Officials overseeing Florida's public universities voted to eliminate sociology as a core course, a decision that has sparked controversy. The Board of Governors, following a similar move by the State Board of Education for state colleges, removed sociology as an option for fulfilling state graduation requirements. The subject will be replaced by an introductory course on American history prior to 1877.
The decision has faced criticism from professors, alumni, students, and others who argue that it reflects a lack of willingness to listen to communities and experts. The Board of Governors justifies the replacement by stating it provides an opportunity for students to take a factual history course, focusing on the forces that shaped America.

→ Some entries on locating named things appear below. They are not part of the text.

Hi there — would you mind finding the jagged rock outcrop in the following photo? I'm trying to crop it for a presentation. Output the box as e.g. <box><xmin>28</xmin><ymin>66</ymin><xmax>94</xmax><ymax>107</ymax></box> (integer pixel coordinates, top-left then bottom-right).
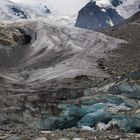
<box><xmin>75</xmin><ymin>1</ymin><xmax>124</xmax><ymax>30</ymax></box>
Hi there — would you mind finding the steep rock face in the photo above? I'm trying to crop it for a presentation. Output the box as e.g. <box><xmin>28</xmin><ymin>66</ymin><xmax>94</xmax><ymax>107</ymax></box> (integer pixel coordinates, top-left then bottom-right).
<box><xmin>75</xmin><ymin>1</ymin><xmax>124</xmax><ymax>30</ymax></box>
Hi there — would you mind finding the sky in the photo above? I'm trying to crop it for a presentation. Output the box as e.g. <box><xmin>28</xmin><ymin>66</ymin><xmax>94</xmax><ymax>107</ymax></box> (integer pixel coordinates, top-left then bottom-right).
<box><xmin>11</xmin><ymin>0</ymin><xmax>89</xmax><ymax>15</ymax></box>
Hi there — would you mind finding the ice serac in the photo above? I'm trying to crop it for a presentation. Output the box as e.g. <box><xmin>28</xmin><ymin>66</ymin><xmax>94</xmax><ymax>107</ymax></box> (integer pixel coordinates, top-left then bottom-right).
<box><xmin>0</xmin><ymin>21</ymin><xmax>125</xmax><ymax>131</ymax></box>
<box><xmin>75</xmin><ymin>1</ymin><xmax>124</xmax><ymax>30</ymax></box>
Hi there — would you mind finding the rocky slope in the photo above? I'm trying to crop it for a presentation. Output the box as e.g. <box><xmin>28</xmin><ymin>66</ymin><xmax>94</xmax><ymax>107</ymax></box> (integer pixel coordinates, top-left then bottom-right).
<box><xmin>0</xmin><ymin>12</ymin><xmax>140</xmax><ymax>140</ymax></box>
<box><xmin>75</xmin><ymin>0</ymin><xmax>140</xmax><ymax>30</ymax></box>
<box><xmin>0</xmin><ymin>0</ymin><xmax>51</xmax><ymax>21</ymax></box>
<box><xmin>75</xmin><ymin>1</ymin><xmax>124</xmax><ymax>30</ymax></box>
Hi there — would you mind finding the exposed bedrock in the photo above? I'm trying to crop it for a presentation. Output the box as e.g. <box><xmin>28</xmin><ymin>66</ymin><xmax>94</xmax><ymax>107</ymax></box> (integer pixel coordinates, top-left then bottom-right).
<box><xmin>0</xmin><ymin>21</ymin><xmax>140</xmax><ymax>132</ymax></box>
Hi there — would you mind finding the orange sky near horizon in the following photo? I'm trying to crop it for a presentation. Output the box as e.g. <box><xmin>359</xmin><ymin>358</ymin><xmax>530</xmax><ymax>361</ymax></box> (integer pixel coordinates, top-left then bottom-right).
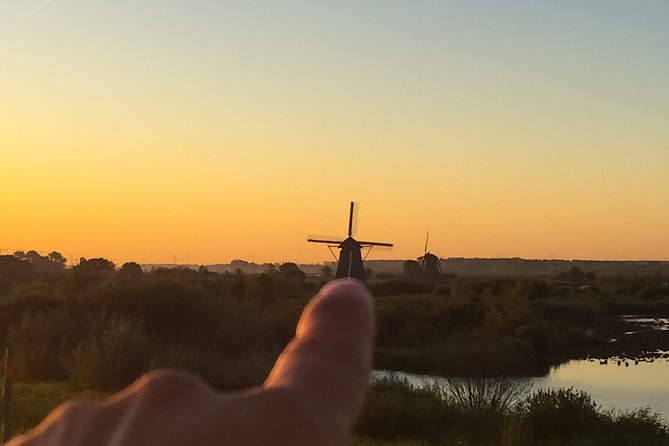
<box><xmin>0</xmin><ymin>0</ymin><xmax>669</xmax><ymax>264</ymax></box>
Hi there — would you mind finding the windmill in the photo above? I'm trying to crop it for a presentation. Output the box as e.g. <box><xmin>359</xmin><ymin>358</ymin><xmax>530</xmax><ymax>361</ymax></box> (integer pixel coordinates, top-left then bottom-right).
<box><xmin>417</xmin><ymin>231</ymin><xmax>441</xmax><ymax>279</ymax></box>
<box><xmin>307</xmin><ymin>202</ymin><xmax>393</xmax><ymax>280</ymax></box>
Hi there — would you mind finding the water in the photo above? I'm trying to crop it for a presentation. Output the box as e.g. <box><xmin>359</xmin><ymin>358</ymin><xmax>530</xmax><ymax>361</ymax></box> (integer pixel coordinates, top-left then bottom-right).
<box><xmin>373</xmin><ymin>359</ymin><xmax>669</xmax><ymax>421</ymax></box>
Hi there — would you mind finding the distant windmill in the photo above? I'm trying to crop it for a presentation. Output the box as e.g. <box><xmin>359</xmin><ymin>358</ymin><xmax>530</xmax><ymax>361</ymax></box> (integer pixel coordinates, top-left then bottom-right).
<box><xmin>307</xmin><ymin>202</ymin><xmax>393</xmax><ymax>280</ymax></box>
<box><xmin>417</xmin><ymin>231</ymin><xmax>441</xmax><ymax>279</ymax></box>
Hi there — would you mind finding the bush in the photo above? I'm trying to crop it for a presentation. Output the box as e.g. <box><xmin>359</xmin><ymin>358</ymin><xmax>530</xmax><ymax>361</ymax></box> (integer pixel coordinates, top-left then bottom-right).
<box><xmin>69</xmin><ymin>314</ymin><xmax>157</xmax><ymax>391</ymax></box>
<box><xmin>9</xmin><ymin>309</ymin><xmax>84</xmax><ymax>382</ymax></box>
<box><xmin>520</xmin><ymin>388</ymin><xmax>604</xmax><ymax>440</ymax></box>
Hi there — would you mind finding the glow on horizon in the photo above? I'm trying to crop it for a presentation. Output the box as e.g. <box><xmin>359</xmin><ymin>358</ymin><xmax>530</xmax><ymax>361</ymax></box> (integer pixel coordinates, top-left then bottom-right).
<box><xmin>0</xmin><ymin>0</ymin><xmax>669</xmax><ymax>263</ymax></box>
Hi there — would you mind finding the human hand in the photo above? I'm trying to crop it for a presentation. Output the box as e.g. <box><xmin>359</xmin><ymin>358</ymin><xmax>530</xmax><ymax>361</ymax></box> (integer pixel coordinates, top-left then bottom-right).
<box><xmin>8</xmin><ymin>279</ymin><xmax>375</xmax><ymax>446</ymax></box>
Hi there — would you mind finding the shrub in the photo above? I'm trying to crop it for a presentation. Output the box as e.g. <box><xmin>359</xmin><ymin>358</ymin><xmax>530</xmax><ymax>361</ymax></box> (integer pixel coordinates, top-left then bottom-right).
<box><xmin>9</xmin><ymin>309</ymin><xmax>83</xmax><ymax>382</ymax></box>
<box><xmin>68</xmin><ymin>314</ymin><xmax>156</xmax><ymax>391</ymax></box>
<box><xmin>520</xmin><ymin>388</ymin><xmax>604</xmax><ymax>440</ymax></box>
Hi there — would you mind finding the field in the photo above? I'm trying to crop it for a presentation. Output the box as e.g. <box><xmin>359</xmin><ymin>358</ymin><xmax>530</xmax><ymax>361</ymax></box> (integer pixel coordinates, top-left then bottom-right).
<box><xmin>0</xmin><ymin>256</ymin><xmax>669</xmax><ymax>445</ymax></box>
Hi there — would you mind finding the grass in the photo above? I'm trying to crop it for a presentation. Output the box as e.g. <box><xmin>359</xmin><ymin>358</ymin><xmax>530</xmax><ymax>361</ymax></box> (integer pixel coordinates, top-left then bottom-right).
<box><xmin>4</xmin><ymin>382</ymin><xmax>106</xmax><ymax>436</ymax></box>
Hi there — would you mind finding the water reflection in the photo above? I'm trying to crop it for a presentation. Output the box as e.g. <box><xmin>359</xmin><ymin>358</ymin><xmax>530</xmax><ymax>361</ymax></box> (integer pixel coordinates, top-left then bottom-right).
<box><xmin>373</xmin><ymin>360</ymin><xmax>669</xmax><ymax>420</ymax></box>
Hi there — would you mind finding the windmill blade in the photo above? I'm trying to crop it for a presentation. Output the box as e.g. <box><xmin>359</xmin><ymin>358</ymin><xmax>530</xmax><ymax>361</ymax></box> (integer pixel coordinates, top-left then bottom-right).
<box><xmin>307</xmin><ymin>238</ymin><xmax>342</xmax><ymax>246</ymax></box>
<box><xmin>358</xmin><ymin>241</ymin><xmax>393</xmax><ymax>248</ymax></box>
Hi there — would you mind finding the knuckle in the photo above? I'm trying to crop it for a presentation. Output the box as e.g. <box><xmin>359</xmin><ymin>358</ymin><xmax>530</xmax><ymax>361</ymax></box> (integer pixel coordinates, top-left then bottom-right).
<box><xmin>136</xmin><ymin>369</ymin><xmax>205</xmax><ymax>404</ymax></box>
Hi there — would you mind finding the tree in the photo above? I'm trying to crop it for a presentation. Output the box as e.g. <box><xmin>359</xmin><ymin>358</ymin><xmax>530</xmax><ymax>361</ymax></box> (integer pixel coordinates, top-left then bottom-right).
<box><xmin>119</xmin><ymin>262</ymin><xmax>144</xmax><ymax>279</ymax></box>
<box><xmin>47</xmin><ymin>251</ymin><xmax>67</xmax><ymax>265</ymax></box>
<box><xmin>402</xmin><ymin>260</ymin><xmax>423</xmax><ymax>278</ymax></box>
<box><xmin>279</xmin><ymin>262</ymin><xmax>306</xmax><ymax>279</ymax></box>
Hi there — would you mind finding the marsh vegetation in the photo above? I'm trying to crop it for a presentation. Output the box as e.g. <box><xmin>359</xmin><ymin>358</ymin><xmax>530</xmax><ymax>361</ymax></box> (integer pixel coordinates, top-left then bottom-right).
<box><xmin>0</xmin><ymin>252</ymin><xmax>669</xmax><ymax>445</ymax></box>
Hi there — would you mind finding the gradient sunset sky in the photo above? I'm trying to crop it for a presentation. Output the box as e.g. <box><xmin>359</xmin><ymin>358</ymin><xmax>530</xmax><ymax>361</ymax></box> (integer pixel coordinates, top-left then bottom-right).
<box><xmin>0</xmin><ymin>0</ymin><xmax>669</xmax><ymax>264</ymax></box>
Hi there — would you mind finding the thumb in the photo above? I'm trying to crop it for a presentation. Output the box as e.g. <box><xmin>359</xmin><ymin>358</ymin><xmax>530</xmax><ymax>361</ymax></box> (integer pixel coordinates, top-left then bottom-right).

In addition to the sociology course removal, the board approved a rule preventing public spending on diversity, equity, and inclusion initiatives and activities involving political or social activism at Florida's state universities. However, the restrictions won't apply to student-led organizations.
The initiative to downgrade sociology began in November when the state's education commissioner proposed removing it from the list of potential core courses. This move is part of a new state law prohibiting curriculum based on unproven, speculative, or exploratory content.
Critics argue that the decision stems from a misunderstanding of sociology as an illegitimate discipline driven by 'radical' and 'woke' ideology. The American Sociological Association expressed outrage at the board's vote, emphasizing sociology as a scientific study essential to civic literacy and various careers.
While the State Board was unanimous in its decision, the Board of Governors was more divided. Some members, including faculty representatives, opposed the removal, citing the potential disruption to students' schedules and the impact on various majors.
The decision has ignited a debate on the value of sociology, with some highlighting its transferable skills and demand in fields like social work. Supporters of the change argue that sociology will still be available as an option, though not as a core course, leaving the decision to provosts based on demand. Education officials also point out a decline in sociology majors in Florida over the past five years, citing the subject's theoretical nature as a contributing factor.